How do you do your Hibernate session management in a Java Desktop Swing application? Do you use a single session? Multiple sessions?

Here are a few references on the subject:

Best Solution

Single session. Start transaction when you need to do a set of operations (like update data after dialog box OK button), commit the tx at the end. The connection though is constantly open (since it's the same session), and thus all opportunities for caching can be used by both Hib and RDBMS.

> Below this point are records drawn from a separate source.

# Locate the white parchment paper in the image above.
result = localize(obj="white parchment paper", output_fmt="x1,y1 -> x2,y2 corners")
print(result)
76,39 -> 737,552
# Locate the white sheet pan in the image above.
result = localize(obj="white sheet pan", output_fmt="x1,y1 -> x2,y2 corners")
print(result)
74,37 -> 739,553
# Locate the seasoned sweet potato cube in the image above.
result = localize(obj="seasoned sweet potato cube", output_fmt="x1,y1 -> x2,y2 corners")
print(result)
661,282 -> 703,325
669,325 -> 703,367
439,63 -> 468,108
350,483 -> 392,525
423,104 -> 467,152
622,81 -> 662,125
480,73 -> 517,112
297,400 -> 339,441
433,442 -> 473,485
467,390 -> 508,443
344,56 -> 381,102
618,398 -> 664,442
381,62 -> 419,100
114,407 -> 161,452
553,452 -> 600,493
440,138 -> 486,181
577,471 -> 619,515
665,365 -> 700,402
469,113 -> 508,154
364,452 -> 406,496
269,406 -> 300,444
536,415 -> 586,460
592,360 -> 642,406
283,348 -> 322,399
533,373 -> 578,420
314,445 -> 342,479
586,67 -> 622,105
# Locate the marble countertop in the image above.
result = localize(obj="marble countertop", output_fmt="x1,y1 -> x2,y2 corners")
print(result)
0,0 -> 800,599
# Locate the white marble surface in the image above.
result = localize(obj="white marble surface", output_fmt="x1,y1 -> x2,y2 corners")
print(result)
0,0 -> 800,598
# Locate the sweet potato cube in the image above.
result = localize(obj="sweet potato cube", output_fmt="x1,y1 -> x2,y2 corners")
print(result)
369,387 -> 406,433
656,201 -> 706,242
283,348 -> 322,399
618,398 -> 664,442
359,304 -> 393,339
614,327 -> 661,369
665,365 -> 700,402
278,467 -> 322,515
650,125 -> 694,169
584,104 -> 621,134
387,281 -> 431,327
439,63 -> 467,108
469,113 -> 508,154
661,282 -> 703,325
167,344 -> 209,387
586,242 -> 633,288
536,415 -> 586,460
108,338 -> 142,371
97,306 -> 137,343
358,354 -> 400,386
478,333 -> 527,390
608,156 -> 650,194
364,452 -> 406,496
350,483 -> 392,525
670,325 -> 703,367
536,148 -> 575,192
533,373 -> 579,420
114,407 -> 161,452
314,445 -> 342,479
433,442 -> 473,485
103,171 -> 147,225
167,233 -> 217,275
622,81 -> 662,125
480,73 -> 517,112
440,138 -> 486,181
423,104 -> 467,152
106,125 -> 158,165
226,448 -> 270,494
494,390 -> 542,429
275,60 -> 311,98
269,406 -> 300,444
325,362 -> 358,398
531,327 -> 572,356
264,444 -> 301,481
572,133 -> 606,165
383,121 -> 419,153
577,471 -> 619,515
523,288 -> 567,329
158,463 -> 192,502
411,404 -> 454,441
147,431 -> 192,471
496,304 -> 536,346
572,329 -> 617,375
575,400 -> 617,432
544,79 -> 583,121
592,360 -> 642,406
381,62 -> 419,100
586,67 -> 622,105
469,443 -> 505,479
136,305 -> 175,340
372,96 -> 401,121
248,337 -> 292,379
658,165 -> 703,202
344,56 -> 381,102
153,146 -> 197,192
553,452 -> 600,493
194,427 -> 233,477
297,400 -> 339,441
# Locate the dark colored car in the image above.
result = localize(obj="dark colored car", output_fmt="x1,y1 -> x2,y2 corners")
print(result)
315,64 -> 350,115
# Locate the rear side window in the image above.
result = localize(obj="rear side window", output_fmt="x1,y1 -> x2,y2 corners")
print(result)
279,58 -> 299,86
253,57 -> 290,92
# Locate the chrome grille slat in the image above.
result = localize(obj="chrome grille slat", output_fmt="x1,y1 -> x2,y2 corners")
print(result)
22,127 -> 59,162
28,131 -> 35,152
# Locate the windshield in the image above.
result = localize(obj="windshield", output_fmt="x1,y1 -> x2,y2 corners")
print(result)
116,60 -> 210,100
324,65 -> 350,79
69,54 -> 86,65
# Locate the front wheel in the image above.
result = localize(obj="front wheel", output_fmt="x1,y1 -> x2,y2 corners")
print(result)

It may also be a good idea to implement a transparent session re-open in case the connection went dead -- users tend to leave applications open for extended periods of time, and it should continue to work Monday even if DB server was rebooted on weekend.

Update

Jens Schauder provided a reason to use multiple sessions: partial (unwanted) updates to the session. Well, that comes down to the way you use Hibernate.

Suppose we have two dialogs open (as in Jens' blog example). If user clicks a radiobox, and we immediately update a Hibernate entity associated with this radiobox, then, when user clicks Cancel, we're in trouble -- session is already updated.

The right way, as I see it, is to update dialog variables (non-Hibernate objects) only. Then, when user clicks OK, we begin a transaction, merge updated objects, commit the transaction. No garbage gets ever saved into session.

MyHibernateUtils.begin();
Settings settings = DaoSettings.load();
// update setttings here
DaoSettings.save(settings);
MyHibernateUtils.commit(); 

If we implement such a clean separation of concerns, we can later switch to multiple sessions with a simple change of MyHibernateUtils.begin() implementation.

As for possible memory leak, well... Transaction.commit() calls Session.flush(), which AFAIK, cleans the cache too. Also, one may manually control the caching policy by calling Session.setCacheMode().